The picture showed a mountain with trees upon it. And round the mountain went a colonnade of marble pillars. In between the central columns, where it was higher, sat a grey-bearded and frowning man. Naked he was to the waist and he was upon a throne of gold. At his left hand was an eagle; in his right the forked lightning of a thunderbolt. Beside him stood a proud woman in purple with a diadem of gold. In the next temple was a helmed woman that leaned upon a great spear; next her, a man all furious, that held up a great round shield and a pointed sword. Over against him reclined a great man with a lion’s hide who leant upon a club; beyond him a man all white with the sun in his hair and beyond that a youth with wings upon his feet, upon his cap and upon a rod, twined with snakes that he held.
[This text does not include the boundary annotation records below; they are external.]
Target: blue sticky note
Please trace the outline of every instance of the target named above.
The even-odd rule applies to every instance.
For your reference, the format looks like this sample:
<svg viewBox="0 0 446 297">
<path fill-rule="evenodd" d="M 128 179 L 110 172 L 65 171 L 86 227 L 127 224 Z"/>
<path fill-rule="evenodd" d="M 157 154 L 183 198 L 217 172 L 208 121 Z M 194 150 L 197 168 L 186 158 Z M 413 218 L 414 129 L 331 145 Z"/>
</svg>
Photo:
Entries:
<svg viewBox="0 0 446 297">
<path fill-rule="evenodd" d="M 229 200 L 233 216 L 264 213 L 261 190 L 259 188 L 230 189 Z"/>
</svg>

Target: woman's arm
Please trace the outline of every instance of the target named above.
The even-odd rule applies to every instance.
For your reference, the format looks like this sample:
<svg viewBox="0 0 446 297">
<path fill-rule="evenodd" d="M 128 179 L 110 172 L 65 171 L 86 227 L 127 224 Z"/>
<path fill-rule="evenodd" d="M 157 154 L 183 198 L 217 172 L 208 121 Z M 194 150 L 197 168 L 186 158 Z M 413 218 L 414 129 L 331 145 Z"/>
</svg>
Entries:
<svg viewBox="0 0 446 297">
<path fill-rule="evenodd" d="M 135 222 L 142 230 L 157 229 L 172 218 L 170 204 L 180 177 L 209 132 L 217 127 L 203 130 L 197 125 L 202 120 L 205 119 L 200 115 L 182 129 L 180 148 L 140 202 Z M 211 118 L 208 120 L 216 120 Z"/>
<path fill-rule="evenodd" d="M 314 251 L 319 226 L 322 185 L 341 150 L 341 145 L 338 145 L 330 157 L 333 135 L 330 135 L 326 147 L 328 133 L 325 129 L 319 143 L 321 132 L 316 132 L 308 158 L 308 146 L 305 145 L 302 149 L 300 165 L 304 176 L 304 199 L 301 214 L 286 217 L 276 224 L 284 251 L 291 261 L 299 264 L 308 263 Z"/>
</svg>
All these were in the temple, and many more, such as a woman in a chariot drawn by oxen, and an old crowned man rising from the blue waves of the sea.
Then the Bishop laid his trembling imperious fingers upon a place higher up the mountain, above the temple.
“Look upon this,” he said. There, amongst olive trees, the monk perceived a pink, naked woman. In one hand she held a mirror into which, lasciviously, she smiled. Her other hand held out behind her a great wealth of shining hair like gold. Above her, clouds upon the blue sky turned over and let down a rain of pink roseleaves.
“I do not know who these be,” the monk Francis said. “I was never in Rome.”
Then the Bishop said harshly:
“Was the woman you saw like this woman?”